Mirror, Shoulder, Signal, Dorthe Nors’ meditation on the lives of women caught between youth and middle-age, is what an Anne Rivers Siddons novel might read like if it had originally been written in Danish. One of Denmark’s most lauded authors currently writing today, Nors’ work usually explores the lives of middle-class women who are upended by some emotional hiccup that leaves them in a state of existential wonder. In her latest novel, it’s a dissolved relationship that has her protagonist, the 30-something Sonja, running in all directions – learning to drive, trying to make new friends, and reconnecting with her estranged sister.

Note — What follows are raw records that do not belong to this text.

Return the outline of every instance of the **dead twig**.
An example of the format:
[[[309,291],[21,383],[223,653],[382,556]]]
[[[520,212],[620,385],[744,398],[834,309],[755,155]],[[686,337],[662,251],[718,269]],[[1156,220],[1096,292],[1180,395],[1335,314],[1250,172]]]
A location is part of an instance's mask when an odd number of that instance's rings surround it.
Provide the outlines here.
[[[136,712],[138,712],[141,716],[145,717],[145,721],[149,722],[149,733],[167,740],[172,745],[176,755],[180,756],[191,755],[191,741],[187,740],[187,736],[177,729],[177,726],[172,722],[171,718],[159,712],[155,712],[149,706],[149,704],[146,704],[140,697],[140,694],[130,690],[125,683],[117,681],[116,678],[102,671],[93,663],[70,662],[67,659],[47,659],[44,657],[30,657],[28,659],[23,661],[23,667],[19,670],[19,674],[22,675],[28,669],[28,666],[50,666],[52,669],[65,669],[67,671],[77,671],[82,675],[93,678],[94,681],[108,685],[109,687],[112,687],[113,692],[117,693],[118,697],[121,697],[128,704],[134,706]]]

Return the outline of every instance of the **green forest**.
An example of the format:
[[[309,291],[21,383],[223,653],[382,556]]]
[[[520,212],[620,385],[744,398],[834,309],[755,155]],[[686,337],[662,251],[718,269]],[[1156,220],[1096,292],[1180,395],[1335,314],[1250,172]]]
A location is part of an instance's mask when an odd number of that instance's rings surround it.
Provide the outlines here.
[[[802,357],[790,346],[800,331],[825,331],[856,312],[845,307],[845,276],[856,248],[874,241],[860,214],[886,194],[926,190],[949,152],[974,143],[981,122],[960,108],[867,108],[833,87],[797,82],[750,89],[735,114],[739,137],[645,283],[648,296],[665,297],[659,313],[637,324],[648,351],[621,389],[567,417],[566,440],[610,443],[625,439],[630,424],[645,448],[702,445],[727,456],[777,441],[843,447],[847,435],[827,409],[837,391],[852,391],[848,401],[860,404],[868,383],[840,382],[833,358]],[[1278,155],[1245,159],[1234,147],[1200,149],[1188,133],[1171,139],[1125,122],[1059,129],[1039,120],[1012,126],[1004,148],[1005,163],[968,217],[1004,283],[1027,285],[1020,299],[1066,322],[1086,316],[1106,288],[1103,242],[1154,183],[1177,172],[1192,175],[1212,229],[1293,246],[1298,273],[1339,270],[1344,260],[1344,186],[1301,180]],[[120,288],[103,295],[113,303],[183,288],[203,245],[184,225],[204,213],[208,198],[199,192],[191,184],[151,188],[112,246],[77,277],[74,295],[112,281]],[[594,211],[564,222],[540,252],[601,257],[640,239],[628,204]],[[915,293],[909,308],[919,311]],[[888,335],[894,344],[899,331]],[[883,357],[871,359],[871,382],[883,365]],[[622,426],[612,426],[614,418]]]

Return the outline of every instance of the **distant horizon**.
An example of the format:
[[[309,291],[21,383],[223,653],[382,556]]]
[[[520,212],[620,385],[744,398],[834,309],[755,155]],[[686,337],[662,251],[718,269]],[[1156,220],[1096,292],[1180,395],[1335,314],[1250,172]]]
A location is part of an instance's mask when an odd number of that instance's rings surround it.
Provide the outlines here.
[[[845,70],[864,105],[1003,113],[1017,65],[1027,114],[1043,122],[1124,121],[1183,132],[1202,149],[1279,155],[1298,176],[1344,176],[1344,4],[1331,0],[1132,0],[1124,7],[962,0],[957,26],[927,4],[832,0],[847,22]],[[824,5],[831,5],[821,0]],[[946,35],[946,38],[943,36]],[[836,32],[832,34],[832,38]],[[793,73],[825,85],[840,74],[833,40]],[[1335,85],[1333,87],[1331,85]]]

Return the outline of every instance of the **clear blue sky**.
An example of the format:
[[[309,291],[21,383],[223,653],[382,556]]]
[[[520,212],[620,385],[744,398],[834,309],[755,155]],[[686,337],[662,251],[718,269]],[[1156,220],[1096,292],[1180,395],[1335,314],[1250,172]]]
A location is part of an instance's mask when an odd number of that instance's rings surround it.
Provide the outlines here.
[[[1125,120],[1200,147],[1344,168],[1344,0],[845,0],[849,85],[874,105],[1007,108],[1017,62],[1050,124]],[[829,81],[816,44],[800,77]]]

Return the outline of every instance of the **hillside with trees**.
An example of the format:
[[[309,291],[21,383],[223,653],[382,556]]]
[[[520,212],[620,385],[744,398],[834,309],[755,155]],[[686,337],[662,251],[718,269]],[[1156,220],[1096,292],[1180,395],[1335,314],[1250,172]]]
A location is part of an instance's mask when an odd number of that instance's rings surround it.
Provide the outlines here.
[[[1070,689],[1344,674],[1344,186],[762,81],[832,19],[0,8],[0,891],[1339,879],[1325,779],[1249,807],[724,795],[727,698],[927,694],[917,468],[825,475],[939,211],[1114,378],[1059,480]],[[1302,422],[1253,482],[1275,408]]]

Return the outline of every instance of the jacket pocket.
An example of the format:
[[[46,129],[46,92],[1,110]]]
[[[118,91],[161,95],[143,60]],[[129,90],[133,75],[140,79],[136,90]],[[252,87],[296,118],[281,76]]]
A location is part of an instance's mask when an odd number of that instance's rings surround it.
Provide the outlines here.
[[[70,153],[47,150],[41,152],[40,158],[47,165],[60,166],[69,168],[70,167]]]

Mirror, Shoulder, Signal is essentially the narrative of a woman refusing to accept that youth is no longer on her side and the ordeal of having to readjust once her dependable comforts are no longer comforts (namely, her secure job as a translator of popular crime novels and a steady relationship). Nors charts Sonja’s progress with a meticulous hand, detailing the heroine’s exploits with studied resolve. But the narrative meanders aimlessly. Nothing in Nors’ novel ever feels as though it’s moving along a steady trajectory of human experience. Rather, the novel seems more like a series of joint recollections that don’t always connect thematically.
Sonja is a pleasant enough character but her problems seem trivial at best, her challenges no more than the inability to drive a stick shift or pen her sister a simple letter. In real life, these issues are minor nuisances discussed over coffee. In Nors’ book, they are deeply wounding traumas of herculean proportions. Frustratingly, Nors’ doesn’t have Sonja do much other than bite her tongue in tense situations or dodge people she doesn’t like very much (including her first driving instructor, a raging, blathering lunatic, and her well-meaning but probing massage therapist).
The conversations, thus, become a vacuous pool of angst-ridden musings. While engaged in a discussion with her massage therapist about her inability to talk to her sister or drive a car, Sonja stares at a hole in the floorboard and we are transported to a memory of her staring at holes in the floorboards of her childhood home. It’s supposed to signify Sonja’s incapacity to let go of her adolescent fears, but it feels like a meaningless aside in the idle talk.
Indeed, many moments throughout the novel are filled with such circular and wearisome ruminations. It’s tedious and stilts any momentum that is achieved when any form of action takes place. At some point early on in the book, Sonja is taking a driving lesson with her driving instructor Jyte, who loses it on the road when Sonja has trouble maneuvering her car through traffic. It seems to foreshadow the issues that will be revealed regarding Sonja’s sister. The sense of mounting tension that builds over the next couple of chapters concerning her wrangles with Jyte is extinguished, however, when Sonja opts to switch driving instructors. Every sidestepping of a problematic area in Sonja’s life upends a tension of conflict and we are left with nothing but her ingratiating self-pity.
It’s almost certain that Nors is a fine writer who knows how to turn wonderfully sculpted prose; her way with descriptors and metaphor suggests it. But perhaps the translation from Danish into English renders the text, at times, a little awkward. A number of sentences seem to carry two stray thoughts at once, perhaps the result of the translated diction. This makes it a little difficult to work out some of the inner dialogue; Sonja’s cogitations are tangents that often end nowhere after pages of emotional outpour.
Mirror, Shoulder, Signal is, in fact, a series of glimpses of the life of a woman who ponders laboriously over her next steps. Nors provides an informative and careful sort of journalism here that captures the thought patterns of humans in the throes of anxiety. But the narrative is almost always detached and, though affably related, rather cold.
Nors has had a good amount of success with her previous books, Karate Chop (Graywolf, 2014) a collection of short stories and So Much for That Winter (Graywold, 2016) which combines two of her novellas. Judging from her ability to harness the smaller, almost undetected, disturbances of human emotion in just a passage – no small feat, to be sure – perhaps her strengths are far better suited to the form of the short story and novella, where such reflections needn’t be stretched at novel’s length.
Mirror, Shoulder, Signal was a finalist for the Man Booker Prize in 2017. Clearly, Nors’ talents for outlining the rarely observed pathos that does indeed exist in the most minute moments of life’s chaos were not overlooked by the Booker advisory committee. It’s a shame, then, that Nors didn’t manage to coordinate all the emotional directives into a satisfying and cohesive arc here. A book of impressions, then.